41Here I am assuming that the internal complexities of transformative recognition remedies, as discussed in note 31 above, do not generate perverse effects. If, however, the practical recognition effect of deconstructive feminist cultural politics is strongly gender-differentiating, despite the latter’s official recognition commitment to gender de-differentiation, perverse effects could indeed arise. In that case, there could be interferences between socialist-feminist redistribution and deconstructive-feminist recognition. But these would probably be less debilitating than those associated with the other scenarios examined here.

42The same can be said about ‘race’ here as about gender in notes 39 and 40.

43See note 31 above on the possible perverse effects of transformative recognition remedies.

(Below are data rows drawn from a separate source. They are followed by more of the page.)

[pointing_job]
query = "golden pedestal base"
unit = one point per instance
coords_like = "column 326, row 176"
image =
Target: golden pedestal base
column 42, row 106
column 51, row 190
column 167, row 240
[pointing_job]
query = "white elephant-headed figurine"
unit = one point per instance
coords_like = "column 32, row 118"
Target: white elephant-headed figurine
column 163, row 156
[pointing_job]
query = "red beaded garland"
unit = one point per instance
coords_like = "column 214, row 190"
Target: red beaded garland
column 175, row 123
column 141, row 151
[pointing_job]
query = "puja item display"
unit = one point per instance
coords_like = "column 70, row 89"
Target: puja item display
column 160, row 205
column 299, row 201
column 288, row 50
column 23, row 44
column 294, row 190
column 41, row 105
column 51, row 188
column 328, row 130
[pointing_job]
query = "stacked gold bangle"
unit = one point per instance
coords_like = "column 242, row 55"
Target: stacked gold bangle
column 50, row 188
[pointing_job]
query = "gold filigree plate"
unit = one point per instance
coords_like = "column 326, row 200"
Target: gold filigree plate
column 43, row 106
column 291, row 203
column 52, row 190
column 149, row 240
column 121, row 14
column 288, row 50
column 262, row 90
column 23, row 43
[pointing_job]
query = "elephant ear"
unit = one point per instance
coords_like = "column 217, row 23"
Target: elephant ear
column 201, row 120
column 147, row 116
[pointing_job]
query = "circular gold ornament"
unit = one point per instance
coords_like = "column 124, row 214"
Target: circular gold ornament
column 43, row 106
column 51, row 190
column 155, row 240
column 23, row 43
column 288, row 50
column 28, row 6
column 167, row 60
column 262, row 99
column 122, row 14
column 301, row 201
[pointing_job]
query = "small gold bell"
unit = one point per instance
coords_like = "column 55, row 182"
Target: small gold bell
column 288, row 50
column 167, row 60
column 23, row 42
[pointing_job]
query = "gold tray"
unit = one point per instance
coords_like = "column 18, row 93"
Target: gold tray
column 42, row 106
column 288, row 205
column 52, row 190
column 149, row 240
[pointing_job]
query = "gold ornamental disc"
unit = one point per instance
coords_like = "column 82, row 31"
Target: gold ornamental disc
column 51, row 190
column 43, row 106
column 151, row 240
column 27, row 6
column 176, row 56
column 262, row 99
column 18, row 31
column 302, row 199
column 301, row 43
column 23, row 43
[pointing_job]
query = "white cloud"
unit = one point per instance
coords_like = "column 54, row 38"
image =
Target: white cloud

44Ted Koditschek (personal communication) has suggested to me that this scenario may have another serious drawback: ‘The deconstructive option may be less available to African-Americans in the current situation. Where the structural exclusion of [many] black people from full economic citizenship pushes “race” more and more into the forefront as a cultural category through which one is attacked, self-respecting people cannot help but aggressively affirm and embrace it as a source of pride.’ Koditschek goes on to suggest that Jews, in contrast, ‘have much more elbow room for negotiating a healthier balance between ethnic affirmation, self-criticism, and cosmopolitan universalism—not because we are better deconstructionists (or more inherently disposed toward socialism) but because we have more space to make these moves’.

45Whether this conclusion holds as well for nationality and ethnicity remains a question. Certainly bivalent collectivities of indigenous peoples do not seek to put themselves out of business as groups.

46This has always been the problem with socialism. Although cognitively compelling, it is experientially remote. The addition of deconstruction seems to exacerbate the problem. It could turn out to be too negative and reactive, i.e. too deconstructive, to inspire struggles on behalf of subordinated collectivities attached to their existing identities.

47Much recent work has been devoted to the ‘intersection’ of the various axes of subordination that I have treated separately in this essay for heuristic purposes. A lot of this work concerns the dimension of recognition; it aims to demonstrate that various collective identifications and identity categories have been mutually co-constituted or co-constructed. Joan Scott, for example, has argued (in Gender and the Politics of History) that French working-class identities have been discursively constructed through gender-coded symbolization; and David R. Roediger has argued (in The Wages of Whiteness: Race and the Making of the American Working Class, Verso, London 1991) that us working-class identities have been racially coded. Meanwhile, many feminists of colour have argued both that gender identities have been racially coded and that racialized identities have been gender-coded. I myself have argued, with Linda Gordon, that gender, ‘race’, and class ideologies have intersected to construct current us understandings of ‘welfare dependency’ and ‘the underclass’. (See Fraser and Gordon, ‘A Genealogy of “Dependency”: Tracing a Keyword of the U.S. Welfare State’, Signs: Journal of Women in Culture and Society, vol. 19, no. 2, winter 1994.)